Sudanese security forces took part in the killing of some 100 people in the war-torn Darfur region, the UN says.
The Border Intelligence Guards are said to be run by army intelligence
UN Human Rights Commissioner Louise Arbour says Border Intelligence Guards took part in eight raids this year during clashes between Arab groups.
"Attackers fired indiscriminately from the outskirts of the settlements with heavy machine-guns and rocket-propelled grenades," her latest report said.
Sudan has always denied reports that it has armed Arab militias in Darfur.
At least 200,000 people have died and 2m have been made homeless during the four-year conflict.

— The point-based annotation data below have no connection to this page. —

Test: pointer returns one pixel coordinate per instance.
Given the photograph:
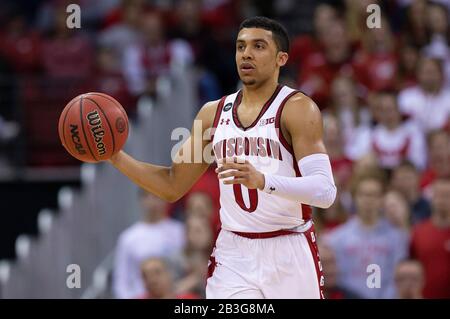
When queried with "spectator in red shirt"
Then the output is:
(321, 68)
(304, 45)
(438, 160)
(430, 243)
(409, 279)
(408, 58)
(158, 279)
(66, 53)
(396, 210)
(376, 63)
(405, 179)
(19, 45)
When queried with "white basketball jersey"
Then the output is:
(263, 145)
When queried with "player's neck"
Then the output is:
(256, 96)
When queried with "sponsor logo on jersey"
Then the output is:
(227, 107)
(249, 146)
(267, 121)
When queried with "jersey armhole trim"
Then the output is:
(217, 116)
(280, 134)
(306, 210)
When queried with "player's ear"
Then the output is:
(282, 58)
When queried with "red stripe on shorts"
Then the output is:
(312, 242)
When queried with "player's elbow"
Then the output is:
(171, 197)
(326, 197)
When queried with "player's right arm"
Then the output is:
(171, 183)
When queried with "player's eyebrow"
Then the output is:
(252, 40)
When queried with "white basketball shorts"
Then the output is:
(285, 266)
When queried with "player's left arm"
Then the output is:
(301, 124)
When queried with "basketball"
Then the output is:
(93, 127)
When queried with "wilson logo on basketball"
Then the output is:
(97, 131)
(120, 125)
(76, 139)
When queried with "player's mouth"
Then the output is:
(246, 67)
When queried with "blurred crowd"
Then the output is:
(385, 98)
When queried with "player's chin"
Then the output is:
(248, 80)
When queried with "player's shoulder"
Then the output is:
(208, 112)
(300, 111)
(300, 102)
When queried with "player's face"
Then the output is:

Black African rebels took up arms in 2003, saying they were being marginalised by the Arab-dominated government.
The Border Intelligence Guards, often recruited from the local population, are "known to be under the control of Military Intelligence", said the UN report.
The unit has previously been accused of working with the Janjaweed militia, responsible for widespread atrocities in Darfur, such as mass killings, rape and looting.
Between January and March this year, it sided with the Rizeigat Abbala group against its rivals, the Tarjum, in a land dispute, the report said.
The UN says there is no evidence that Sudan's government ordered the attacks but it says neither did Khartoum make any real effort to protect its civilians from the violence or to investigate those responsible.
Sudanese military identity cards were later found at the scene.
Ms Arbour has called for an independent investigation into the killings.
But the BBC's Imogen Foulkes says this is something she has asked for many times before in relation to the violence in Darfur and so far Khartoum has been unwilling to cooperate with independent human rights experts.